Dicembre. Un sole caldo ci conduce sino ai piedi dell’Acropoli. La dritta ferrovia separa il parco archeologico dalla strada dei ristoranti, gremita di gente e invasa da profumi invitanti. Il sito antico ha un giardino che si estende a perdita d’occhio. Ci troviamo all’interno di una delle Agorà più grandi e meglio conservate al mondo, luogo di ritrovo cittadino caratterizzato da diverse strutture che adempivano ai vari scopi sociali. Templi, mercati, altari, pinacoteche, piazze; se potessimo tornare indietro nel tempo scorgeremmo animali destinati alla vendita o al sacrificio, banchetti, uomini di cultura scambiarsi vicendevolmente idee e pensieri all’ombra di qualche albero, fedeli ammirare con lo sguardo all’insù le alte colonne dei templi. Le musiche e lo stridore degli zoccoli dei cavalli sul selciato non si odono più, c’è un piacevole silenzio interrotto da qualche flebile miagolio. C’è tanto verde, macchiato qua e là da candidi resti architettonici, e ci sono molti gatti che si nascondono ai turisti, bighellonano, si trascinano goffamente in giro, saltando tra un resto di colonna ed un capitello mezzo interrato.

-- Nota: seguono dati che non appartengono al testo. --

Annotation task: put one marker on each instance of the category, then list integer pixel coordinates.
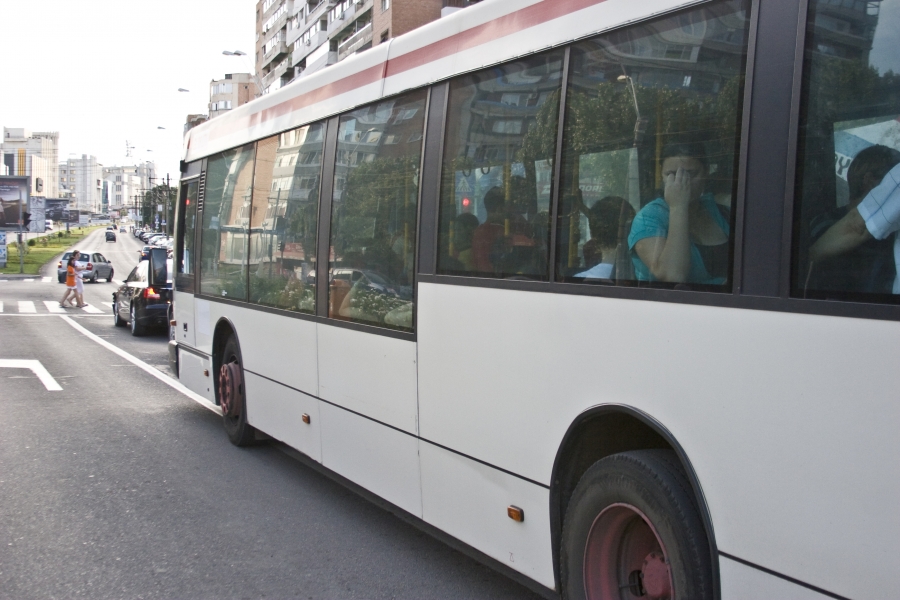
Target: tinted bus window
(284, 217)
(226, 219)
(373, 221)
(847, 203)
(188, 228)
(497, 169)
(650, 147)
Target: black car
(144, 299)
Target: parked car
(96, 266)
(144, 300)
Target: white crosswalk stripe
(53, 306)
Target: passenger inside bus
(876, 217)
(868, 267)
(609, 220)
(683, 236)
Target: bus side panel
(278, 347)
(279, 410)
(184, 318)
(373, 375)
(469, 501)
(380, 459)
(740, 582)
(194, 372)
(789, 420)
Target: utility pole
(21, 245)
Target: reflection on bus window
(848, 204)
(188, 227)
(284, 217)
(649, 157)
(374, 208)
(226, 220)
(497, 172)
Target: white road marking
(172, 383)
(54, 307)
(37, 367)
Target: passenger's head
(690, 156)
(868, 169)
(493, 200)
(607, 218)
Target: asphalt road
(118, 486)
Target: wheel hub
(230, 389)
(625, 558)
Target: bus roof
(485, 34)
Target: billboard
(12, 189)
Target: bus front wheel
(632, 529)
(230, 392)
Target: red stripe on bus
(487, 32)
(481, 34)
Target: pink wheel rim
(624, 557)
(229, 389)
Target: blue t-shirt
(653, 221)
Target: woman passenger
(683, 236)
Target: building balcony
(278, 51)
(355, 42)
(302, 50)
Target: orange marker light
(515, 513)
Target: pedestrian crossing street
(28, 307)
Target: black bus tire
(636, 510)
(230, 396)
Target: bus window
(226, 211)
(845, 239)
(283, 219)
(188, 216)
(497, 169)
(652, 120)
(374, 208)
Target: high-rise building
(34, 155)
(81, 179)
(231, 92)
(126, 185)
(298, 37)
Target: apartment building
(81, 180)
(126, 184)
(236, 89)
(32, 154)
(298, 37)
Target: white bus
(538, 274)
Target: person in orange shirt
(70, 281)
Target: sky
(101, 72)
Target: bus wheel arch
(603, 431)
(228, 379)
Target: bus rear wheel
(632, 529)
(230, 394)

La stoà di Attalo è incredibile. Sopra un colonnato lungo più di cento metri, si trovava il piano delle botteghe degli artigiani, una specie di mercato coperto, il centro commerciale dell’antichità. La zona superiore è inibita al pubblico, ma la parte coperta al pian terreno ospita delle sale museali all’interno delle quali ammirare oggetti e manifatture ancora intatte e a dir poco curiose (come il piccolo seggiolone/vasino per bambini). Passeggiare tra le due file di colonne parallele è senza dubbio la cosa più suggestiva da fare, i raggi del sole creano un gioco d’ombre geometrico ed il contrasto dei colori tra il soffitto in legno, le colonne color crema ed il verde del giardino antistante, produce la sensazione di trovarsi in un luogo irreale, scenico.
Infatti lo è, per così dire, perchè l’intera struttura è stata ricostruita nel 1951.

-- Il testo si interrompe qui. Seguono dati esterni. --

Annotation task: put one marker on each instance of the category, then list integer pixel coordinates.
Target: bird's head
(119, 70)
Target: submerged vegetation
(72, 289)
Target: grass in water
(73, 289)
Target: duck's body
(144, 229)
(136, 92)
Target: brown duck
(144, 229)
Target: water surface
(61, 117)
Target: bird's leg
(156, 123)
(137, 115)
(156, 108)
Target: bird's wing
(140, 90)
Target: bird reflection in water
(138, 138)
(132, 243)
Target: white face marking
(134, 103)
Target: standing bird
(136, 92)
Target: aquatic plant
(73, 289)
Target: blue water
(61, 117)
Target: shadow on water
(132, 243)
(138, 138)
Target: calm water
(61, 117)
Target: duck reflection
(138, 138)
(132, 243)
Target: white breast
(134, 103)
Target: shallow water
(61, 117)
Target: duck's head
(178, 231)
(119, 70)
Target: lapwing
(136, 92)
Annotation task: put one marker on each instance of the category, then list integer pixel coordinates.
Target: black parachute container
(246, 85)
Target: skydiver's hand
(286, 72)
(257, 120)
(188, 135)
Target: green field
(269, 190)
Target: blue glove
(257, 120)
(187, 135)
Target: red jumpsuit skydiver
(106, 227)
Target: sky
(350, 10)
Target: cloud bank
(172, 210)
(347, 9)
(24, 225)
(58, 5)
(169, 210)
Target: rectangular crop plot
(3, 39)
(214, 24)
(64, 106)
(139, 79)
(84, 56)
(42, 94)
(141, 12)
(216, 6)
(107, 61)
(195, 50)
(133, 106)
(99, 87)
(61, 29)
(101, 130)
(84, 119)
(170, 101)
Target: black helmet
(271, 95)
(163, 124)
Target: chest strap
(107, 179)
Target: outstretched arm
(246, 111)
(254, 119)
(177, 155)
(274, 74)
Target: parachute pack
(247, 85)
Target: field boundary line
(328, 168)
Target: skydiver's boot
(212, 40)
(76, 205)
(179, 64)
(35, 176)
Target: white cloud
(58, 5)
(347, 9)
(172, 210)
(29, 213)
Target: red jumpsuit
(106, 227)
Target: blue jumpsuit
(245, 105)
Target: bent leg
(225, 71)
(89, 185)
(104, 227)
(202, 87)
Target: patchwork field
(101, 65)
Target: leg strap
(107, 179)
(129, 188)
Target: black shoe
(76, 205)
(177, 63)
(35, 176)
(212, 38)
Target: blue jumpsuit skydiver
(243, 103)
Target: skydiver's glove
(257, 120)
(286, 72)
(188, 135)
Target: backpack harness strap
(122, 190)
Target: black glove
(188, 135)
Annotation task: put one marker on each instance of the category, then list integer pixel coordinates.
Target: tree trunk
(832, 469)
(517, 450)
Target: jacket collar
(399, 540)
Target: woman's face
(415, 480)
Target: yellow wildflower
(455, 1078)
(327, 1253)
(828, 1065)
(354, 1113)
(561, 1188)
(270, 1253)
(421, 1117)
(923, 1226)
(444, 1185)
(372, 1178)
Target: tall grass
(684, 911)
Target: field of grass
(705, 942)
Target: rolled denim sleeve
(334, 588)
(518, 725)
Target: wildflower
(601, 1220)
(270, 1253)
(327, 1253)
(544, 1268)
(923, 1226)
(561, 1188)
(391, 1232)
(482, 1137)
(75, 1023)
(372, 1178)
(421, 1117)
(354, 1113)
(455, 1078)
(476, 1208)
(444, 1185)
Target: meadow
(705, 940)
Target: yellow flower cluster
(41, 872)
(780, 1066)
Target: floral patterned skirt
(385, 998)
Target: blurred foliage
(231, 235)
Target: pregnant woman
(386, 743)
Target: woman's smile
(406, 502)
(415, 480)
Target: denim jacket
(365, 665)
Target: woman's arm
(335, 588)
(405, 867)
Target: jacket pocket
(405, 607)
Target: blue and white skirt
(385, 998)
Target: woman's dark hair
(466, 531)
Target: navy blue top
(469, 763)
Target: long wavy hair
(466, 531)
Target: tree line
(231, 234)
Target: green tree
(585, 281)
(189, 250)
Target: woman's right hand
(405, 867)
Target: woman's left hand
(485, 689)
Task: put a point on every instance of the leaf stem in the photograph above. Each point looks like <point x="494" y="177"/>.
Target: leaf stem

Poco distante c’è una solitaria chiesetta bizantina e, dall’altro lato del palco, su una piccola altura, il templio di Efesto. Questo sì che fa emozionare! Si tratta del tempio dorico meglio conservato al mondo. Relativamente piccolo, al suo cospetto appare come un gigante. Lo guardiamo girandogli attorno come naviganti che circumnavigano un’isola sconosciuta, come geometri che ispezionano una casa appena acquistata. Lo spiovente del tetto è crollato in alcune parti, il frontone non è più completo, alcuni gradoni sono stati spezzati, delle colonne sono state intaccate, il fregio è parzialmente annerito, lungo l’architrave dei timidi cespuglietti sono riusciti a trovar dimora ma, tutto sommato, uno degli edifici più affascinanti del V secolo a.C.
V secolo avanti Cristo, fa parecchio effetto pronunciare questa data, quanti anni sono? Intendo a ritroso da oggi. Considerando che lo hanno datato intorno al 450 a.C. sono duemilaquattrocentosettantacinque anni. Cosa può durare così tanto, oltre alla mia pazienza in alcune giornate in cui sono ampiamente tollerante?

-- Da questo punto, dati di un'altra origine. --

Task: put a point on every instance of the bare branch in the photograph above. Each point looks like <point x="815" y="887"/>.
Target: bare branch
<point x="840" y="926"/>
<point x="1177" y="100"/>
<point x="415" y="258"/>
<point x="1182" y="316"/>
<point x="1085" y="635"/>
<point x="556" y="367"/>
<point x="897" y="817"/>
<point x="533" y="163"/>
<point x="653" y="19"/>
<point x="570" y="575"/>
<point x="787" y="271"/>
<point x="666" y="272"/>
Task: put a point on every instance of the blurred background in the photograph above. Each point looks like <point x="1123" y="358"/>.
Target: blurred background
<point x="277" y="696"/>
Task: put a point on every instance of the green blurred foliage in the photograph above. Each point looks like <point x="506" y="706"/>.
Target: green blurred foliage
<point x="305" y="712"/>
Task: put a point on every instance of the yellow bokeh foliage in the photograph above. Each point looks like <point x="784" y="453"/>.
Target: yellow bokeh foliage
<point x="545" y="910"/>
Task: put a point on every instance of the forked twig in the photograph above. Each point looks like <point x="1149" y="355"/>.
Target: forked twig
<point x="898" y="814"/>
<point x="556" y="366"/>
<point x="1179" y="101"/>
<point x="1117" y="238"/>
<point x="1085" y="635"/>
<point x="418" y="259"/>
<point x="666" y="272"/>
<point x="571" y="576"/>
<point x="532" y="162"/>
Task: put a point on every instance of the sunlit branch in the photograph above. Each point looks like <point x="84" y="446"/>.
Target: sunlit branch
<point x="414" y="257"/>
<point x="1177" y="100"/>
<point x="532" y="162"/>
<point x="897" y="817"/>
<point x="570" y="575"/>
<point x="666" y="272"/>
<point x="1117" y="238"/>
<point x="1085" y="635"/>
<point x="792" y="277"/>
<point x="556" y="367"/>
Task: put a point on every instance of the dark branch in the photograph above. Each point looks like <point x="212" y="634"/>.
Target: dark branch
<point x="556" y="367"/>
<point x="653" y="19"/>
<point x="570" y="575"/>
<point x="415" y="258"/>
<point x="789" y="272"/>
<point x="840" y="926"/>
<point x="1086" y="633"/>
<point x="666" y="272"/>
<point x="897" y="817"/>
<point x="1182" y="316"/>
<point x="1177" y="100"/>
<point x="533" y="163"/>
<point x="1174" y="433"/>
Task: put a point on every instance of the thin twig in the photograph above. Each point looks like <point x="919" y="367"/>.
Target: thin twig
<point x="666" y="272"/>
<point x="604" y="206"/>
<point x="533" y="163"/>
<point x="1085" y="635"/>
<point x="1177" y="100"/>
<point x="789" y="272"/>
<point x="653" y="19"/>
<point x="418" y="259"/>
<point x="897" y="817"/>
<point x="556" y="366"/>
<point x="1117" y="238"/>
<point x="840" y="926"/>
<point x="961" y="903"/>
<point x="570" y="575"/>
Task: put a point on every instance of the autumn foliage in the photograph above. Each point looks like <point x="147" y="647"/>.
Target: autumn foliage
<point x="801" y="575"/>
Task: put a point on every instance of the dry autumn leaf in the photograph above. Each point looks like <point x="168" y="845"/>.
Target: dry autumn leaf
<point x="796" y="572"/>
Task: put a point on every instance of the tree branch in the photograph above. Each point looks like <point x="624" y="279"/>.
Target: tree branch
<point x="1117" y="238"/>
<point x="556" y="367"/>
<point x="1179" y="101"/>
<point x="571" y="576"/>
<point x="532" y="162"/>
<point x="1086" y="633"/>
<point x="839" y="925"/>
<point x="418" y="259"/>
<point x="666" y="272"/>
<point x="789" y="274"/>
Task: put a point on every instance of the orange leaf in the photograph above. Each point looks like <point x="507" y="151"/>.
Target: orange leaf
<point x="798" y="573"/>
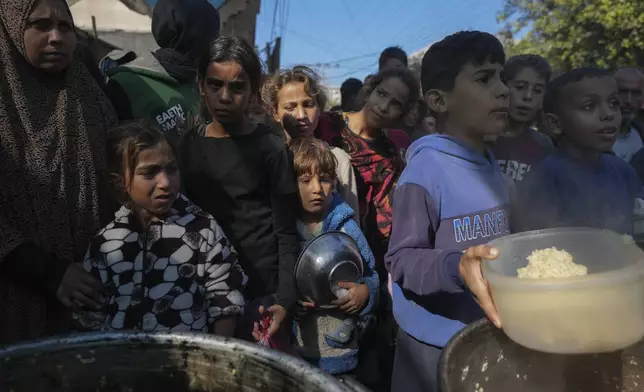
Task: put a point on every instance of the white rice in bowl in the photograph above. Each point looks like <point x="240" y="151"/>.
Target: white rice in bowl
<point x="551" y="263"/>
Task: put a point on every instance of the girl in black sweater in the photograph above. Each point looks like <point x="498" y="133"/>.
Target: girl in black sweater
<point x="242" y="174"/>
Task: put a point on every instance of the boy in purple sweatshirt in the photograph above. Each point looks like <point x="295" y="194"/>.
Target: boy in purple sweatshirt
<point x="450" y="200"/>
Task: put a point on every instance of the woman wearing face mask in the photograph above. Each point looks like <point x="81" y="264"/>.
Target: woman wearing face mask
<point x="53" y="122"/>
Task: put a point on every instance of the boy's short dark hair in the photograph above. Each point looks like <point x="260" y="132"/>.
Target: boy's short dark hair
<point x="556" y="86"/>
<point x="516" y="64"/>
<point x="310" y="152"/>
<point x="445" y="59"/>
<point x="392" y="52"/>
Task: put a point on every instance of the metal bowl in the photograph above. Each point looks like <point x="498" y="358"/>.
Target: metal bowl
<point x="141" y="362"/>
<point x="330" y="258"/>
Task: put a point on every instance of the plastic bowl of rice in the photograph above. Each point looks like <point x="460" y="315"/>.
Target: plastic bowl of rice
<point x="569" y="290"/>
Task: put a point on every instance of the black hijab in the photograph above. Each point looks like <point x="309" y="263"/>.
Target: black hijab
<point x="183" y="29"/>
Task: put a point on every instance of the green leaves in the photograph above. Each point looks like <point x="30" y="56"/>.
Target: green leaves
<point x="574" y="33"/>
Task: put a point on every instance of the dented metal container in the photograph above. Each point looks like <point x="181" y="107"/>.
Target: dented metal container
<point x="141" y="362"/>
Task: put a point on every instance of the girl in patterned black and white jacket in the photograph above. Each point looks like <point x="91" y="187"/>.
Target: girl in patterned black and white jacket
<point x="164" y="263"/>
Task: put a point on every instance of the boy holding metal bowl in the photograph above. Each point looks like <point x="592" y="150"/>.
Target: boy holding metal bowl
<point x="328" y="336"/>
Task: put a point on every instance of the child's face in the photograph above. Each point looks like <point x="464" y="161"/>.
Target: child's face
<point x="526" y="95"/>
<point x="386" y="104"/>
<point x="478" y="105"/>
<point x="315" y="191"/>
<point x="294" y="103"/>
<point x="155" y="182"/>
<point x="588" y="113"/>
<point x="226" y="92"/>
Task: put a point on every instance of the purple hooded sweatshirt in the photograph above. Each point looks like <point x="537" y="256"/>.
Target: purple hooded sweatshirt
<point x="449" y="197"/>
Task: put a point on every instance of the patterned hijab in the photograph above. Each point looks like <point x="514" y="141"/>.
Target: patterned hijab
<point x="52" y="158"/>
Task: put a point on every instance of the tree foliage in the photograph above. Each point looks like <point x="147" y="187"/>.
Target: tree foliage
<point x="574" y="33"/>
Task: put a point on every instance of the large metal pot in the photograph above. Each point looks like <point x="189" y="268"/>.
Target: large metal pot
<point x="481" y="358"/>
<point x="330" y="258"/>
<point x="140" y="362"/>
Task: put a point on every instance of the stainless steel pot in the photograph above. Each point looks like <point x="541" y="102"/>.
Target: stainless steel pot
<point x="330" y="258"/>
<point x="140" y="362"/>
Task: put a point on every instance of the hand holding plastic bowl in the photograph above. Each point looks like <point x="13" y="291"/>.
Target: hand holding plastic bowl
<point x="600" y="312"/>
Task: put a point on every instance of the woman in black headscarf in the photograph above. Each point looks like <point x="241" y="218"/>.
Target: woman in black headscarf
<point x="163" y="89"/>
<point x="53" y="126"/>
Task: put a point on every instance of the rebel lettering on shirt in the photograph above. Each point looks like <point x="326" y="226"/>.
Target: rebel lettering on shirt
<point x="516" y="155"/>
<point x="514" y="169"/>
<point x="449" y="197"/>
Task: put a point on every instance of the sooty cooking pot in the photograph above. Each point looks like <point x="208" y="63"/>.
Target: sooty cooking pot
<point x="141" y="362"/>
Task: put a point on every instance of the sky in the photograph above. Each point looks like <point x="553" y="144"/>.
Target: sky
<point x="347" y="36"/>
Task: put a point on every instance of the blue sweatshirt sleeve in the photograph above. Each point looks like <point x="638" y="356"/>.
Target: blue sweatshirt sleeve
<point x="413" y="260"/>
<point x="370" y="276"/>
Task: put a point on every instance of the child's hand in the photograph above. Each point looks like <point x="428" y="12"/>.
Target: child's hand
<point x="278" y="314"/>
<point x="356" y="298"/>
<point x="79" y="289"/>
<point x="470" y="269"/>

Ah già…dimenticavo gli accendini usa e getta, le bottiglie di vetro ed i contenitori di plastica. E vabbè, vorrà dire che in un lontano futuro, allestiranno un bel museo a cielo aperto dedicato alle opere del 2000 dopo Cristo, magari non avranno la stessa poesia e la stessa importanza culturale, ma come si dice: ognuno è vittima dei tempi che vive.